Solemos usar la palabra ‘corazón’ para referirnos a aquel íntimo lugar, ubicado en el más profundo centro de nuestro ser, donde nacen y residen todos nuestros sentimientos, principalmente el amor. La fuerza del corazón humano es indecible. Su resiliencia es sorprendente. Su capacidad de amar es admirable. Un corazón abierto a los hermanos, por más herido que esté, cuando es ayudado por la gracia, es capaz de amar mucho e ir a incendiar el mundo entero en una auténtica revolución de ternura y compasión. Es fuente de grandes deseos que dinamizan la vida pues, como diría san Agustín, «con el deseo se ensancha el corazón, cuanto más ancho se hace más capaz es de recibir la gracia» y hacerla germinar en frutos de servicio en favor de los que sufren. Paradójicamente, al mismo tiempo que nuestro corazón es fuente de luz, también es el origen de las tinieblas de donde salen las malas intenciones en contra de la fraternidad y la comunión (Mt 15, 19). Un corazón cerrado, inevitablemente se va endureciendo hasta convertirse en una árida roca incapaz de sentir e incapaz del encuentro. De ahí la importancia de pedir el conocimiento interno de Jesús, como nos recuerda san Ignacio en sus Ejercicios Espirituales, para que conociéndolo podamos amarlo más, servirlo mejor y tener los mismos sentimientos de su corazón (Flp 2,5).

Fuimos creados para el amor y nuestro corazón estará siempre inquieto hasta que descanse en Dios. Sólo en el corazón de Jesús puede encontrar sosiego nuestro abrumado corazón. Sólo en Su corazón puede encontrar paz nuestro turbado corazón. En Su corazón puede sanar nuestro herido corazón.

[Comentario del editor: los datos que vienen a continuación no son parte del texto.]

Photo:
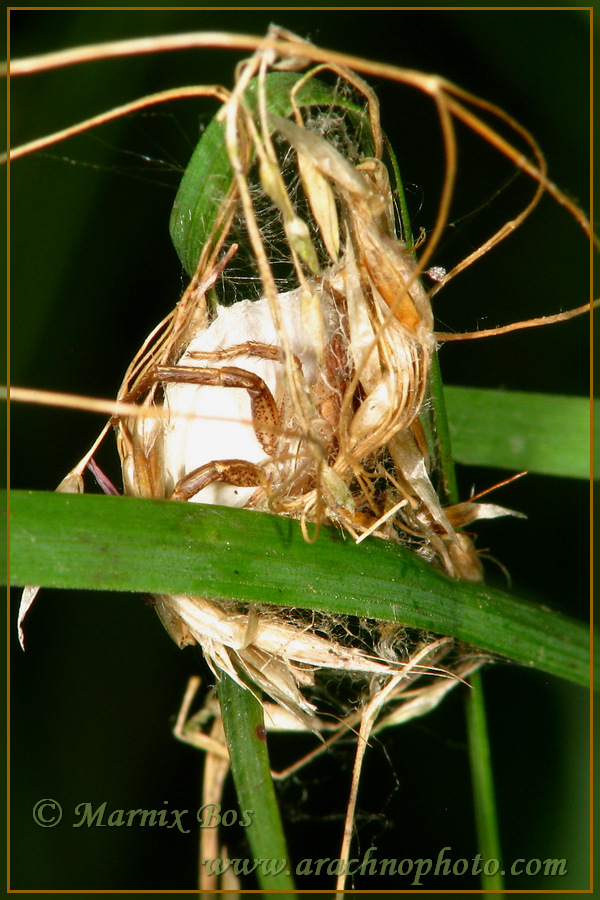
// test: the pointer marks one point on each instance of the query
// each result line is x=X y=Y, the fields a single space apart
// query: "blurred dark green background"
x=93 y=271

Sólo en Él y con Él, nuestro corazón puede abrirse a la confianza que vence todos nuestros apabullantes miedos. En su traspasado corazón es donde podemos encontrar el centro de su misericordia que no se cansa nunca de perdonarnos y nos mueve continuamente a perdonar a quienes nos han ofendido. En el corazón de Cristo es donde aprendemos a amar sin límites, confiar sin límites y perdonar sin límites… una vez, otra vez y siempre.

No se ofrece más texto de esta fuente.